Hong Kong protests: cleaner gets 80 hours of community service for vandalising police station wall, in first sentence against a demonstrator during months-long unrest
- Cheung Wing-kei threw a metal machinery part and damaged the wall of Castle Peak Police Station in Tuen Mun during protests on August 9
- Magistrate felt he had neglected the safety of officers, still spared him a jail term as attack was not pre-planned and he had a clean record

A cleaner who admitted damaging the wall of a Hong Kong police station was ordered to do 80 hours of community service by a court on Friday – the first anti-government protester to be sentenced over the months of social unrest.

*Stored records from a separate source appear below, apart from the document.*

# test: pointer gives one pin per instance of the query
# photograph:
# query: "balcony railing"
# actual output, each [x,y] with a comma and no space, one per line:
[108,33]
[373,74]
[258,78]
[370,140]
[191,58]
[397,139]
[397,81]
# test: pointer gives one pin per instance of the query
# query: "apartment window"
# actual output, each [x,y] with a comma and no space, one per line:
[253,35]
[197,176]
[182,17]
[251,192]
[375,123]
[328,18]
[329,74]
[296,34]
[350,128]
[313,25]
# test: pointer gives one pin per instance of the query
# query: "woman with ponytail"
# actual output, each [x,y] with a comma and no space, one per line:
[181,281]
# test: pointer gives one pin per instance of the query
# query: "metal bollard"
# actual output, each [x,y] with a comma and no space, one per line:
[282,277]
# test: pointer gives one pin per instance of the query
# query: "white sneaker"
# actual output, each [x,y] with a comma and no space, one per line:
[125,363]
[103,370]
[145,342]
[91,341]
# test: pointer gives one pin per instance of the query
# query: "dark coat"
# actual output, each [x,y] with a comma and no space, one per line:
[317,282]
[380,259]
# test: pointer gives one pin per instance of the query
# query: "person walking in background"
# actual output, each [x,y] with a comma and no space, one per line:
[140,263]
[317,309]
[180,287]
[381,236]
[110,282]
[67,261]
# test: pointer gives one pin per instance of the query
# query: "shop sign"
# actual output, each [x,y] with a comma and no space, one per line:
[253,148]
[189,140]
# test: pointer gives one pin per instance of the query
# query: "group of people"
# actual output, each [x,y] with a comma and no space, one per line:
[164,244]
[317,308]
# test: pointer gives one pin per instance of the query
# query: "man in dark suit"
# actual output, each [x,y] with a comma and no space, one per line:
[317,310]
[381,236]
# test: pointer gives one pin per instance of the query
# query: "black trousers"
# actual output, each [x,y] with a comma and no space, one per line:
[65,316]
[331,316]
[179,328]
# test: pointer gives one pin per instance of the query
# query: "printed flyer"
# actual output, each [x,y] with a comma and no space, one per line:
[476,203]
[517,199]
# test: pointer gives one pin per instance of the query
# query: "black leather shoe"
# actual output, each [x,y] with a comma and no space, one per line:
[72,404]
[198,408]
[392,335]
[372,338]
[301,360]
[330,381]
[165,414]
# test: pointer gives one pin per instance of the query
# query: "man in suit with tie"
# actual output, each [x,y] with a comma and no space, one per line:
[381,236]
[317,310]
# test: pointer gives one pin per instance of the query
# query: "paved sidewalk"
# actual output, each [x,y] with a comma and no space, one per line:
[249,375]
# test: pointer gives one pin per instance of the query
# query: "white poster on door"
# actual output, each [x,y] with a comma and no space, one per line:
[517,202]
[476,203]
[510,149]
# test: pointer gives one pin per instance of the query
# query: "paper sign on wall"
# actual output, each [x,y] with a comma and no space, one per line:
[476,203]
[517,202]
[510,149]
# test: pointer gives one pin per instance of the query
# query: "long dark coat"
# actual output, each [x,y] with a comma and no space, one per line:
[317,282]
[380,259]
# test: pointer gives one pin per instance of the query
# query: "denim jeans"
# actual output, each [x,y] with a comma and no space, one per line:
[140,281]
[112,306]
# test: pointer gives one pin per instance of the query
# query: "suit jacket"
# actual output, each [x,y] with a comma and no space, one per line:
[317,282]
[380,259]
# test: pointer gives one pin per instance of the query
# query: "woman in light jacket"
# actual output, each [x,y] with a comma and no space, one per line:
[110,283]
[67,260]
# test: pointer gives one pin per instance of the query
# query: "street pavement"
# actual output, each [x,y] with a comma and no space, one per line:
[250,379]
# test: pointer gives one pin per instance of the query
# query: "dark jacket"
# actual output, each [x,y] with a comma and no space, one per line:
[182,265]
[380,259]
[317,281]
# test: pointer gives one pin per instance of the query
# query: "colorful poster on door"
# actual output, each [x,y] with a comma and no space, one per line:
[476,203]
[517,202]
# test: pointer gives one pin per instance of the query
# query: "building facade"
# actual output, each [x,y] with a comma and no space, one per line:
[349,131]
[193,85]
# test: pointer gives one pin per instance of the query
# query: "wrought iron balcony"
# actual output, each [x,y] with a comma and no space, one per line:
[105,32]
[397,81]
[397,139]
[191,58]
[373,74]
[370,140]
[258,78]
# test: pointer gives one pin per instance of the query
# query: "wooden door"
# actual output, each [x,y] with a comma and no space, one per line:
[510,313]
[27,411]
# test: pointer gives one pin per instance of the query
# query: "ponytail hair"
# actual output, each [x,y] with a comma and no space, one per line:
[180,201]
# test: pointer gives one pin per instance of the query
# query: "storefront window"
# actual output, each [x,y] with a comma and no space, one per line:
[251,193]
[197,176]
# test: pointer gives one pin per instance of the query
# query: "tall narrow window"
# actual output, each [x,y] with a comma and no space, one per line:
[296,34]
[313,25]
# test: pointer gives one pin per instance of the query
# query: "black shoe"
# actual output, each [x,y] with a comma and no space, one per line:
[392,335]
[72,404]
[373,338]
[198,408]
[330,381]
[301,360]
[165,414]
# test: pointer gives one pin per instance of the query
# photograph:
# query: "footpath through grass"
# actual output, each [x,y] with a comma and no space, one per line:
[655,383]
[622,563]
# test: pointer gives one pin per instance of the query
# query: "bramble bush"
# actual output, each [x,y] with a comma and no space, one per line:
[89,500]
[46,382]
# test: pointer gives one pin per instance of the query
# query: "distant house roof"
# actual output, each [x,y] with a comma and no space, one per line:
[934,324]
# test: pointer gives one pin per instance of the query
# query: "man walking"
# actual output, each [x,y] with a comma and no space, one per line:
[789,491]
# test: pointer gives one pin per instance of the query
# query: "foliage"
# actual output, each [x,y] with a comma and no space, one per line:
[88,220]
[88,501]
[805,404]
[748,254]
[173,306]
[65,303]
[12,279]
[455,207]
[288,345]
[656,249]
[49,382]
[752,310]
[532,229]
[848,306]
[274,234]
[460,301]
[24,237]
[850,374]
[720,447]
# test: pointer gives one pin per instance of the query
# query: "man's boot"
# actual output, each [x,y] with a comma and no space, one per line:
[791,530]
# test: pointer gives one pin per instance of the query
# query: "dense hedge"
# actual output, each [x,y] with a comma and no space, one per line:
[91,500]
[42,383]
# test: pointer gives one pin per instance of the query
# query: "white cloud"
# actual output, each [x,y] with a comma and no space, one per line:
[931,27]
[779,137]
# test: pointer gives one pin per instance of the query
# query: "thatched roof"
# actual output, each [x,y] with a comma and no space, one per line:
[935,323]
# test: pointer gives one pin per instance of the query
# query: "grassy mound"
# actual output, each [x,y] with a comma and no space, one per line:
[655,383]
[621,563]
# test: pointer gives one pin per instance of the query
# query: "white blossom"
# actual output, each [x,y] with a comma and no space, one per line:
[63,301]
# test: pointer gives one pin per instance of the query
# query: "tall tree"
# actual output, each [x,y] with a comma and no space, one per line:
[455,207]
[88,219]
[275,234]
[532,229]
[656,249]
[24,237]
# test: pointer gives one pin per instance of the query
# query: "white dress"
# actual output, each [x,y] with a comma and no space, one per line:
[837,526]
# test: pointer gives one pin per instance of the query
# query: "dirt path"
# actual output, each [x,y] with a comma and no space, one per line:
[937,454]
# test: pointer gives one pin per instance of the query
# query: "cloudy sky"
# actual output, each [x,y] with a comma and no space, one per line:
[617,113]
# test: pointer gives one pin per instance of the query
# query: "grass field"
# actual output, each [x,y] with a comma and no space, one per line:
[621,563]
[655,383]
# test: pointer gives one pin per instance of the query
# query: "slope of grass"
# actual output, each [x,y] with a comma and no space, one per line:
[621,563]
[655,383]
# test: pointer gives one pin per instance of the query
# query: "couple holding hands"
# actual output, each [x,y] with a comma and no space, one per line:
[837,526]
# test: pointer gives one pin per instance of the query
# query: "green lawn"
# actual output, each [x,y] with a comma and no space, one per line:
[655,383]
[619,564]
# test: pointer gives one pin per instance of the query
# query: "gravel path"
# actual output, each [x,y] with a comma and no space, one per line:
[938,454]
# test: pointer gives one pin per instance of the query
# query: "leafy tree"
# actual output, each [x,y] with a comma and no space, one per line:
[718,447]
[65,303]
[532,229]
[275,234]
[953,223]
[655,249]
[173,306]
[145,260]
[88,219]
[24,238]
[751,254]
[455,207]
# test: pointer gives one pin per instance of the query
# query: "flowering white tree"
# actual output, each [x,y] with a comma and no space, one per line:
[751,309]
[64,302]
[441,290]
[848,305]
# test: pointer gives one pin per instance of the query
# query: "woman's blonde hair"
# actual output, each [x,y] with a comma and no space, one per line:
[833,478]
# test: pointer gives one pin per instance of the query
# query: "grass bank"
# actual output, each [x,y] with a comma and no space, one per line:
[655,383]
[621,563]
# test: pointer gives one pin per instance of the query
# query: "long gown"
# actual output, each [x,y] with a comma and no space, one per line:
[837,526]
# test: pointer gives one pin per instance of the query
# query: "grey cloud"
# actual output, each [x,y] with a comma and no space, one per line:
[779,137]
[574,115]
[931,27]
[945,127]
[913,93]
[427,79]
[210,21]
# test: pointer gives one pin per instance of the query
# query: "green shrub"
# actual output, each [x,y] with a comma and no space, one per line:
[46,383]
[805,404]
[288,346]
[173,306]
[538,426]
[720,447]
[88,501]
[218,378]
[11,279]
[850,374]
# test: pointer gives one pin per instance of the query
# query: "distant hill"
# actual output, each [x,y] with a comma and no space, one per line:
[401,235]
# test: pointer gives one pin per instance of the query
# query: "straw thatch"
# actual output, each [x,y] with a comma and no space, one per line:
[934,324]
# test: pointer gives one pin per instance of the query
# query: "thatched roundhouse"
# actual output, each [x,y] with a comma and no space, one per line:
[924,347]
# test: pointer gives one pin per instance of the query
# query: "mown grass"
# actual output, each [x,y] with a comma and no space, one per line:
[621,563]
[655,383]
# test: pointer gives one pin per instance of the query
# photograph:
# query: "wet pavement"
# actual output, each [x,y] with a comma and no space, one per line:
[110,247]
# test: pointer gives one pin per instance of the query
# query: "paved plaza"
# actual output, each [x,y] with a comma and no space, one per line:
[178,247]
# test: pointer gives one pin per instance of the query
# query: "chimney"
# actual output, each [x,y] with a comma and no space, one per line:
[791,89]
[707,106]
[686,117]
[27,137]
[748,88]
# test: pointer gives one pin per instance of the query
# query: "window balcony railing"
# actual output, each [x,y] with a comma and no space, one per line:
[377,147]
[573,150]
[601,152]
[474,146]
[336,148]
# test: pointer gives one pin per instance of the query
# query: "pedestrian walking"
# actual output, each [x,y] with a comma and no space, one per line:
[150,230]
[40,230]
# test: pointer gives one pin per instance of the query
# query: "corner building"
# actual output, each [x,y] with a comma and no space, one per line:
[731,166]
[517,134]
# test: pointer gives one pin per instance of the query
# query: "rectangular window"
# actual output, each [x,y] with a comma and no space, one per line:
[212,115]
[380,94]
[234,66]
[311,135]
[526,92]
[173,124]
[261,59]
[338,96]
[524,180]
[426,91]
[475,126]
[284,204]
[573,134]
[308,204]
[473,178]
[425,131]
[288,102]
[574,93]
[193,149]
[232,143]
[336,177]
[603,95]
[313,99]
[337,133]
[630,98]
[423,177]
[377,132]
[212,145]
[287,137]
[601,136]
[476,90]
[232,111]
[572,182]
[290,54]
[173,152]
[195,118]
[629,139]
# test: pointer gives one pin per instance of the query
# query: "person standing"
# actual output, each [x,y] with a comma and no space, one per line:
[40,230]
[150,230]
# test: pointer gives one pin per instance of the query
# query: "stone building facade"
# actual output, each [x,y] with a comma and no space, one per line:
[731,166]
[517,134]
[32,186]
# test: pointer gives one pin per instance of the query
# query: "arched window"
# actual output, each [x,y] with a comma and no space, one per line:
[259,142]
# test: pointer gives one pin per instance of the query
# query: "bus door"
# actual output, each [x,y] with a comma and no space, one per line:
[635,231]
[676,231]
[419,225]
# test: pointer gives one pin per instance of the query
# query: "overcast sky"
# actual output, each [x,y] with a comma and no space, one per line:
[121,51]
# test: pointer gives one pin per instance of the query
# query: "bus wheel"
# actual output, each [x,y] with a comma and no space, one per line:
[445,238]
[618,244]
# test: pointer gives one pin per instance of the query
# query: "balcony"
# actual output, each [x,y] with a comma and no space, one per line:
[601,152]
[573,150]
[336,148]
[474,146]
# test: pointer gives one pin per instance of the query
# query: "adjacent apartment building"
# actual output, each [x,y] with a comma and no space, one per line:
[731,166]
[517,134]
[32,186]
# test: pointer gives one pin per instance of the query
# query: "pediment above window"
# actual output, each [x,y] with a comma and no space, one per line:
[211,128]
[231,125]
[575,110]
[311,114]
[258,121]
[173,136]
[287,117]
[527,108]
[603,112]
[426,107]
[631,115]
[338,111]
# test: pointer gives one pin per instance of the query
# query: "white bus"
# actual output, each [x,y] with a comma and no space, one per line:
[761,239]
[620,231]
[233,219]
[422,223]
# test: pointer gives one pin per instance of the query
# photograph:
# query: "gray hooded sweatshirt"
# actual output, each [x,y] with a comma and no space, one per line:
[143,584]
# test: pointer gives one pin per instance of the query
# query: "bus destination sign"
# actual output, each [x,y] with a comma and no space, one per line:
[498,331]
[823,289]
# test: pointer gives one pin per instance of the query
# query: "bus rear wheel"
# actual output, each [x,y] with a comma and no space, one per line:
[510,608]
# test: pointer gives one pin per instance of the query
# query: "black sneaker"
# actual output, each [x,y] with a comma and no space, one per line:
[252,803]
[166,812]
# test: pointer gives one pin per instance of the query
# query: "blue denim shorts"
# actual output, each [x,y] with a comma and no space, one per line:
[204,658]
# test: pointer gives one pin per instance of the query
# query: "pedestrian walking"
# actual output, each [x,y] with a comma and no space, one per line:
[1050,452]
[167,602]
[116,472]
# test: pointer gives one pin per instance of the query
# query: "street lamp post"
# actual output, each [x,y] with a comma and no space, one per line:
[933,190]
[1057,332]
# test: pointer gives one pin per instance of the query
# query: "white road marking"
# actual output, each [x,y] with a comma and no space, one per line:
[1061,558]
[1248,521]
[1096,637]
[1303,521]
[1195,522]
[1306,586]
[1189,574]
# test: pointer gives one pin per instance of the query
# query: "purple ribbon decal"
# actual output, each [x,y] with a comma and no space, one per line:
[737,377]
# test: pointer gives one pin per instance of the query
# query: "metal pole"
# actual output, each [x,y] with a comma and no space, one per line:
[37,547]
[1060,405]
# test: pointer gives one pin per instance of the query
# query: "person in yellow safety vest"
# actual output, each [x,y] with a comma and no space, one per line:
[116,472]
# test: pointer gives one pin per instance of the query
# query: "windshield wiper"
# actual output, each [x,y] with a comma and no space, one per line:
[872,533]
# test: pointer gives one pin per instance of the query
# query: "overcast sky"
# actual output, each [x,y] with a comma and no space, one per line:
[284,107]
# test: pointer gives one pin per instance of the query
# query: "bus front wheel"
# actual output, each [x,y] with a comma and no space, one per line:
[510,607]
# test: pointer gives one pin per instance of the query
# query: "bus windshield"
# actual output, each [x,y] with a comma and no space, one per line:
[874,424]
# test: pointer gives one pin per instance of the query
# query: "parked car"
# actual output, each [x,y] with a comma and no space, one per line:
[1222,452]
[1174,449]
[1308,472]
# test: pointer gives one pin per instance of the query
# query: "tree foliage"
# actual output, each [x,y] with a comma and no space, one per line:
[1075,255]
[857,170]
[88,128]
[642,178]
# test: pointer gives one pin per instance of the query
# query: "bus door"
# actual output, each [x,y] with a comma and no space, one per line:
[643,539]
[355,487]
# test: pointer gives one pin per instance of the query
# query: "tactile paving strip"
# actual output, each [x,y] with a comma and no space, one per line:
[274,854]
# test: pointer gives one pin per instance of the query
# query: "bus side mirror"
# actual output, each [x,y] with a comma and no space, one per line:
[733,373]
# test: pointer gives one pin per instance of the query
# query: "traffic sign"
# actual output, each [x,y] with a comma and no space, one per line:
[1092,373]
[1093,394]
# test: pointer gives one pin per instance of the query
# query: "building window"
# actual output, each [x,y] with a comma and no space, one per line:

Cheung Wing-kei, 37, pleaded guilty to one count of criminal damage, after he left a two-centimetre-long scratch on the wall of Castle Peak Police Station in Tuen Mun in the early morning of August 9, when anti-government demonstrators besieged the facility to protest against what they claimed was excessive force used on them.
The court heard Cheung, who was subdued by officers at the scene, yelled “damn black cops” during the assembly and threw a metal machinery part towards the wall.
Out of more than 1,180 arrestees over the months-long movement against the extradition bill – which the city’s leader has announced will be withdrawn, Cheung was the first protester to receive his sentence.
More than 191 people have been charged over a series of incidents, ranging from clashes with police, unlawful assemblies to violent disputes.